CS245 Lab 3: Symbol Tables

Add, to your translator project, a symbol table data structure. The symbol table should provide the following functions:

struct st_info {          // This structure lists the things we need to know about any symbol
    int value;                // For this lab, we only need to store the value of integer constants
};

void enter(Table &t, string name, st_info information);  // enter info. into table T
st_info look(const Table &T, string name);                     // look for name "name" in table T
void beginScope(Table &t);                                              // enter a new scope
void endScope(Table &t);                                                 // leave the most recent scope

If you wish to make these member functions of class Table, that is fine.  Alternatively, you may use a class (or struct) with public data, and use regular functions as above.  You may find it convenient to have a "print" function which prints the entire symbol table for debugging purposes.

The symbol table should be used to extend our language to allow a simple variation of the lisp "let" special form. We will continue our tactic of using single letter input to avoid the need for a lexical analyzer, allowing only single-letter variable names, and using "l" as an abbreviation for let. Our "l" special form will take three parameters: the variable name, the value (a single digit integer constant), and an expression (which could contain anything that was legal before, or a use of a defined variable, or another variable definition).

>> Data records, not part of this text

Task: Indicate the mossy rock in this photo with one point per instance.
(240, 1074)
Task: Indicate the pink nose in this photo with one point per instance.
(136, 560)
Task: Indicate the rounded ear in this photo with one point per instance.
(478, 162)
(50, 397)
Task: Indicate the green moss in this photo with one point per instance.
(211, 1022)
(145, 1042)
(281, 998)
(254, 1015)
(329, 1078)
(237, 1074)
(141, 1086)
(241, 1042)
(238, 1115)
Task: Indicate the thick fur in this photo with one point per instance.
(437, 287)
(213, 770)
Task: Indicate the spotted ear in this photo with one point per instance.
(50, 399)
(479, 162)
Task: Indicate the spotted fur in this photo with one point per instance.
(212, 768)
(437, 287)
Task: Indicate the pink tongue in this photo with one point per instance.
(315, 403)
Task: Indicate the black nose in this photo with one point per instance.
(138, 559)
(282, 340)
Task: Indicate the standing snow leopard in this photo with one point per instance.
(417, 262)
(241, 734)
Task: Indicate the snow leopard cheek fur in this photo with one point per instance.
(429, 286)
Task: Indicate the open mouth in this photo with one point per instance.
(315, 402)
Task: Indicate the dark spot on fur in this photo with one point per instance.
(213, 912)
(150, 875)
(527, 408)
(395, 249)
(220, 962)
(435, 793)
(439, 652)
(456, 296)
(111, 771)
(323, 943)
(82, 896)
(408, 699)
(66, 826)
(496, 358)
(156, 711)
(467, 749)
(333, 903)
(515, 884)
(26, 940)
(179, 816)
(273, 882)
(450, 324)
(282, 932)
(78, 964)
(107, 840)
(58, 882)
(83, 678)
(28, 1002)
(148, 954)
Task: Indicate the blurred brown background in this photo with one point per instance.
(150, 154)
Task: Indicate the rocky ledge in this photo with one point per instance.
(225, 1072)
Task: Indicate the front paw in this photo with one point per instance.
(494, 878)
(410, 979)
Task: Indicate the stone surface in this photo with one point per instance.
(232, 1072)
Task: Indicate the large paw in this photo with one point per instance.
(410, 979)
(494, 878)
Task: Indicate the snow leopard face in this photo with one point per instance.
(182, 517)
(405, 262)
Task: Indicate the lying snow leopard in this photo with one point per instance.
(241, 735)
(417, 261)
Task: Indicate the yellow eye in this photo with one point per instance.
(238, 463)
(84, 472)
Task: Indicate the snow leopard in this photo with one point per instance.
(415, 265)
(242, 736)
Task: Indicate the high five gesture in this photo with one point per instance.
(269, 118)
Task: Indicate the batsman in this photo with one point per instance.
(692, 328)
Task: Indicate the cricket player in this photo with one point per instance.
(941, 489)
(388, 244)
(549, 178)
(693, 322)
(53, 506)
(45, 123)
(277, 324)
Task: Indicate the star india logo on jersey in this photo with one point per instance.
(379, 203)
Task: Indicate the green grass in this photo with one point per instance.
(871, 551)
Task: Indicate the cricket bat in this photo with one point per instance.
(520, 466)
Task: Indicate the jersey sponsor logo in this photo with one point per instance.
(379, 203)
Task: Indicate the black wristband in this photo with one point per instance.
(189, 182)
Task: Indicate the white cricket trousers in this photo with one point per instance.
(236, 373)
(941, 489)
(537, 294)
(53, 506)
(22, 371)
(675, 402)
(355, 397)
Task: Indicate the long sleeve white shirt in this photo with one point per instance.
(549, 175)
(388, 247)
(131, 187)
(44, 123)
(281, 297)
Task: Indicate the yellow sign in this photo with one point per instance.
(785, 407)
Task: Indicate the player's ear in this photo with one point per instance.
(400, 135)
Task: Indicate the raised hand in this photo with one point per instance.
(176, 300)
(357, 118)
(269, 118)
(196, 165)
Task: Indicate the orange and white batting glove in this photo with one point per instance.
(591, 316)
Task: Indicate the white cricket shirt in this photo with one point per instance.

In your translated results, you should substitute the value of the constant for its name.

For example, the following inputs are legal, and should produce the given infix translated results:

(l x 5 x) should produce 5

(l x 5 (+ x 1)) should produce 5 + 1

(l x 5 (l y 2 (+ x y))) should produce 5 + 2

As before, your program should respond to syntactically incorrect input by printing an error message and returning an error code other than 0 from main (this error code also be produced by calling the function "exit" when there's a problem). Your program only needs to translate one expression each time it is run, but if you wish to process all the expressions until the end of input, that is also fine.

Those of you who are familiar with C++ classes may want to take a look at lab 5 before doing this lab.

Your symbol table files should be part of the translator project. Use cvs add (if necessary) and cvs commit to hand in your files.